A total of 29,044 women with unilateral DCIS underwent surgery. Those with larger final surgical margins had lower rates of invasive breast cancer. Compared with women whose final margin distances were at least 5 mm, women with a final margin distance of 1–2 mm had an incidence rate of 1.74. The adjusted rate ratio for women with involved margins was even higher, for a rate of 3.73. Increased benefit was also seen with those receiving more intensive treatment (mastectomy, radiotherapy for women with breast conserving surgery, and endocrine treatment in estrogen receptor positive disease). By 15 years after diagnosis of DCIS, the cumulative rate of ipsilateral invasive breast cancer in women with estrogen positive disease who received estrogen endocrine treatment was 4.7%, compared to 7.3% in women who did not receive it.
What this changes or adds
This 20-year follow-up study of women diagnosed with DCIS provides robust data to help clinicians evaluate both the incidence of invasive ductal carcinoma and mortality from breast cancer after this diagnosis.
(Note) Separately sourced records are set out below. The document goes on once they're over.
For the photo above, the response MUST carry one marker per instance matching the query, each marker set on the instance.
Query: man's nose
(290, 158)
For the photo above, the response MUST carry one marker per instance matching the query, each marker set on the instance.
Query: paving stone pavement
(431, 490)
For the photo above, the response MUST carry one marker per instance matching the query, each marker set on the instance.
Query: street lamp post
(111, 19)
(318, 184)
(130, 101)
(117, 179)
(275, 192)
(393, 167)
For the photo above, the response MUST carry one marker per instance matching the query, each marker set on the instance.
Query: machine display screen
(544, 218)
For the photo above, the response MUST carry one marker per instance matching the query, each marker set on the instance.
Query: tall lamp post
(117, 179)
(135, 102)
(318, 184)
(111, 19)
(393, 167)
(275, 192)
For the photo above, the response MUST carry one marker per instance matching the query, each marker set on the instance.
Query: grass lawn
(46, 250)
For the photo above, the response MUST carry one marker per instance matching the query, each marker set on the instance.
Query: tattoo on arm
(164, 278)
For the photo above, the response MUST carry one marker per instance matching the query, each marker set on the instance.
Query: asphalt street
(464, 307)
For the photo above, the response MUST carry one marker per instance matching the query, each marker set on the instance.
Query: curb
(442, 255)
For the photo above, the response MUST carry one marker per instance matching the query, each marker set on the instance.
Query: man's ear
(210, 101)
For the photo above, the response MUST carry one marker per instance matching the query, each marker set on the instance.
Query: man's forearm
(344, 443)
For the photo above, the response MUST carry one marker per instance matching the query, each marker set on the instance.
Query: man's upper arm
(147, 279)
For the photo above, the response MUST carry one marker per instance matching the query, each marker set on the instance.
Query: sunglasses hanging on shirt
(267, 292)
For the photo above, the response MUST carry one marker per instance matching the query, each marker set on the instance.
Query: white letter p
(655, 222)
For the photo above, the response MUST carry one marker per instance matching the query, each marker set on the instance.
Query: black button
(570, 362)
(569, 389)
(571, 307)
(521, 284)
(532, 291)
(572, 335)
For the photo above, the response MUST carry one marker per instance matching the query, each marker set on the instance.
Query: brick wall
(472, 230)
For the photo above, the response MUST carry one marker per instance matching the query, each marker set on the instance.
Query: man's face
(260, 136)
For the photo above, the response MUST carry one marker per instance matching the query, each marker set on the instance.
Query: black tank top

The rates of both invasive breast cancer and death from breast cancer were doubled in this cohort of women. It also speaks to the benefits of aggressive therapy, including wide surgical margins, radiotherapy, and endocrine therapy, when appropriate compared to those treated more conservatively. While there may be women for whom less aggressive therapy would be safe, at this time there is no way to identify which women do not need more intensive treatment.
Footnotes
Author Disclosure Statement
No competing financial interests exist.
Funding Information
No funding was received for this article.